A presidente do partido Liga Nacional para a Democracia (LND) na cidade birmanesa de Mandalay, Win Mya Mya, foi presa na noite do último sábado, 29, pelas forças de segurança, por ligação com as manifestações que desafiam a ditadura militar no país há mais de um mês. A irmã da política, Tin Win Yee, disse a rádio "Mizzima" que ela já esperava ser presa e que tinha preparado uma trouxa de roupas para ser levada com assim que a Polícia batesse à porta de sua casa em Mandalay (norte). Não é a primeira vez que Win Mya Mya, de 58 anos, é presa. Ela foi detida por vários meses em 2001-2002 e 2003-2004. O regime militar birmanês já prendeu mais de 1.200 pessoas, entre elas mil monges budistas, desde a decretação do toque de recolher e a proibição de reuniões públicas em Yangun e Mandalay, as duas maiores cidades do país, na terça-feira passada. Entre a noite de quarta e madrugada de quinta-feira, policiais e soldados prenderam o porta-voz da LND, Mynt Thein, e o editor da revista "The Irrawaddy", da dissidência, Hla Pay, além de 800 monges em operações nos mosteiros de Yangun. Mynt Thein e Hla Pay eram pessoas de confiança da Prêmio Nobel da Paz Aung San Suu Kyi, secretária-geral da LND, o único partido político que resiste à pressão do regime militar. Desde que impôs as limitações às liberdades civis, a Junta Militar birmanesa tem reprimido manifestações antigovernistas com violência.
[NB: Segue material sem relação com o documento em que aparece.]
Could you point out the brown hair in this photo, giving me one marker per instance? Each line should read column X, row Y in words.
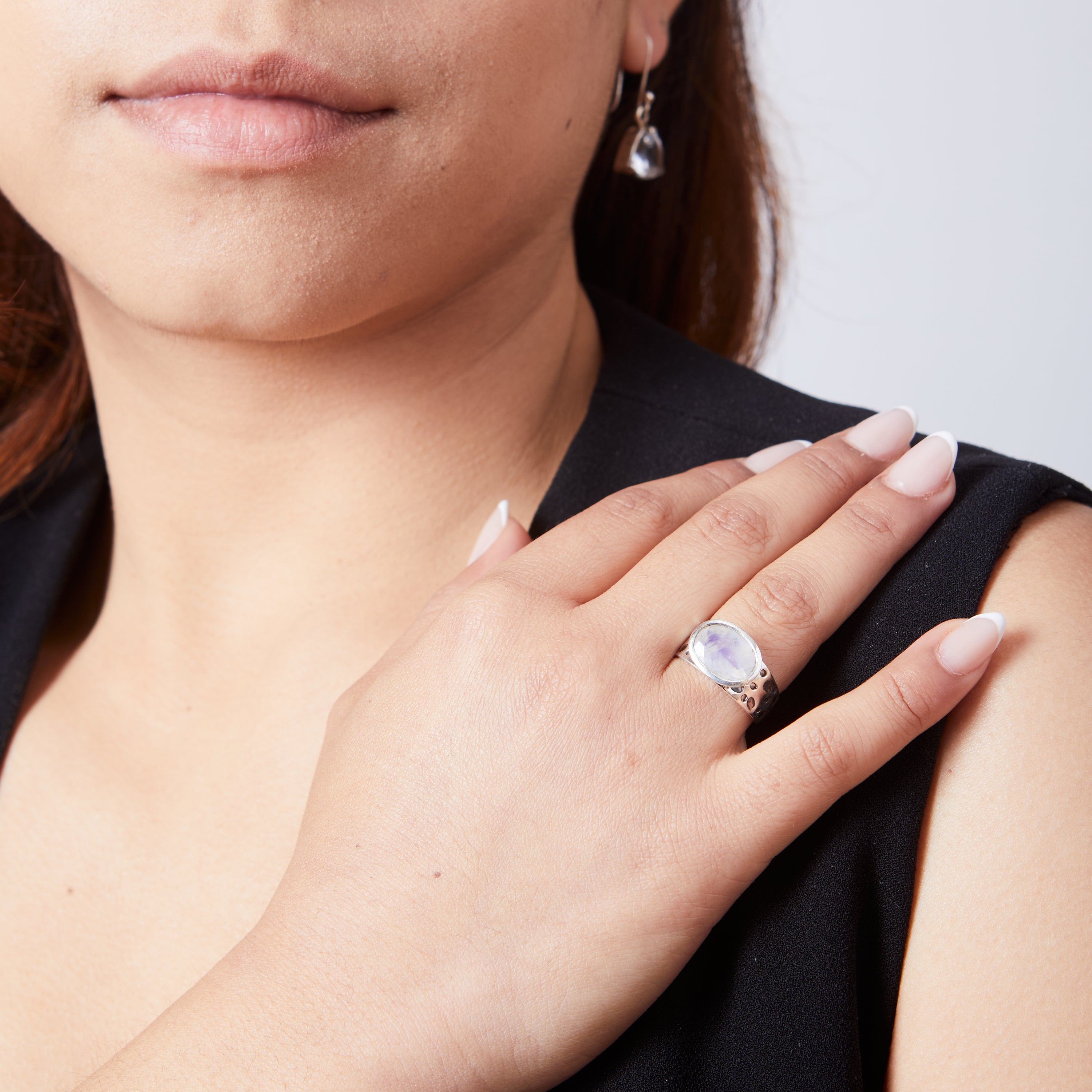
column 696, row 249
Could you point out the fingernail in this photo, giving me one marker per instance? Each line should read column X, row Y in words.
column 496, row 523
column 770, row 457
column 886, row 434
column 925, row 469
column 967, row 649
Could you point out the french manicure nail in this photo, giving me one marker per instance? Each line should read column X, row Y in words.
column 496, row 523
column 925, row 469
column 770, row 457
column 885, row 435
column 967, row 649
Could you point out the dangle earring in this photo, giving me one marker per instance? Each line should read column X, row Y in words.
column 641, row 152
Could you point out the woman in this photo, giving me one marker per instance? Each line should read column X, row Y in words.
column 325, row 274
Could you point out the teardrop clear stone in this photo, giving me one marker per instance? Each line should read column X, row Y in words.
column 647, row 154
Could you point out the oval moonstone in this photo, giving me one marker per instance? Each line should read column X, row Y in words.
column 724, row 652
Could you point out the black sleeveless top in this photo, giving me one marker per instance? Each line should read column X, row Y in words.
column 796, row 988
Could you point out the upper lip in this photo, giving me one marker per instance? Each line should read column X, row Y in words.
column 266, row 76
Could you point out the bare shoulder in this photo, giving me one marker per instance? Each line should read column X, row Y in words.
column 995, row 988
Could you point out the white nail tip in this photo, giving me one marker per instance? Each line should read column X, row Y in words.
column 998, row 621
column 912, row 412
column 949, row 439
column 496, row 523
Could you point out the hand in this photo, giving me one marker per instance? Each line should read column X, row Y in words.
column 529, row 815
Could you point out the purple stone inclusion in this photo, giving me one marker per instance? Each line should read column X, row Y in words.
column 725, row 653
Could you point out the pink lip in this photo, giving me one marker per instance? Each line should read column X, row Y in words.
column 265, row 113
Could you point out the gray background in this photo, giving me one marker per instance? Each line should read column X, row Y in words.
column 937, row 165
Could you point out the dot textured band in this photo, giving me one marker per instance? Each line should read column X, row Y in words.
column 731, row 658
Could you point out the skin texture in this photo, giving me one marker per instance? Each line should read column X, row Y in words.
column 314, row 386
column 995, row 986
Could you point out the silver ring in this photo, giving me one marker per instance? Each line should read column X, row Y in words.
column 732, row 659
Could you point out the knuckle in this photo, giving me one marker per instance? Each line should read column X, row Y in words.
column 830, row 757
column 722, row 476
column 781, row 597
column 870, row 519
column 640, row 504
column 731, row 522
column 907, row 701
column 828, row 467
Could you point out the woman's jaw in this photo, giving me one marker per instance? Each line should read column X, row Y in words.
column 268, row 113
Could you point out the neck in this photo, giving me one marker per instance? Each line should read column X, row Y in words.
column 303, row 500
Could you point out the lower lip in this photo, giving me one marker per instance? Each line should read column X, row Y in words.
column 264, row 134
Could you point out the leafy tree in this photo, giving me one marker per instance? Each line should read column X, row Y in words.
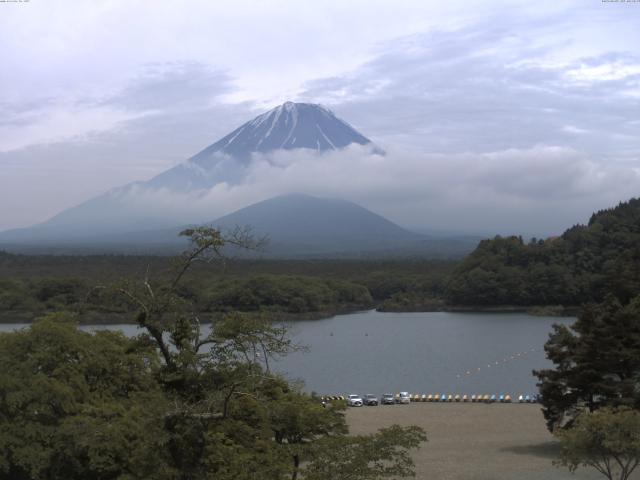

Soldados cercaram e isolaram os mosteiros e reforçaram a segurança em toda a cidade. Entre a noite de sábado e a madrugada de domingo, 20.000 soldados entraram em Yangun, segundo fontes da dissidência. As manifestações na Birmânia (que o regime militar pede que seja chamada de "Mianmar") começaram em 19 de agosto em resposta ao aumento do preço dos combustíveis. Em 17 de setembro, os monges budistas se colocaram à frente dos protestos, após o prazo dado ao Governo para se desculpar com os religiosos por espancar monges nos protestos. A eles se uniram milhares de pessoas que se chegaram a formar passeatas pacíficas de mais de 300.000 manifestantes em todo o país, dia 24, e mais de 150.000 só em Yangun, dia 25. Nesta data, foram proibidas as reuniões públicas e começou a repressão brutal. Desde então, pelo menos 16 pessoas morreram, entre elas dois estrangeiros e vários monges, com tiros e cassetetes dos soldados. A Birmânia é governada pelos militares há 45 anos e não realiza eleições parlamentares desde 1990.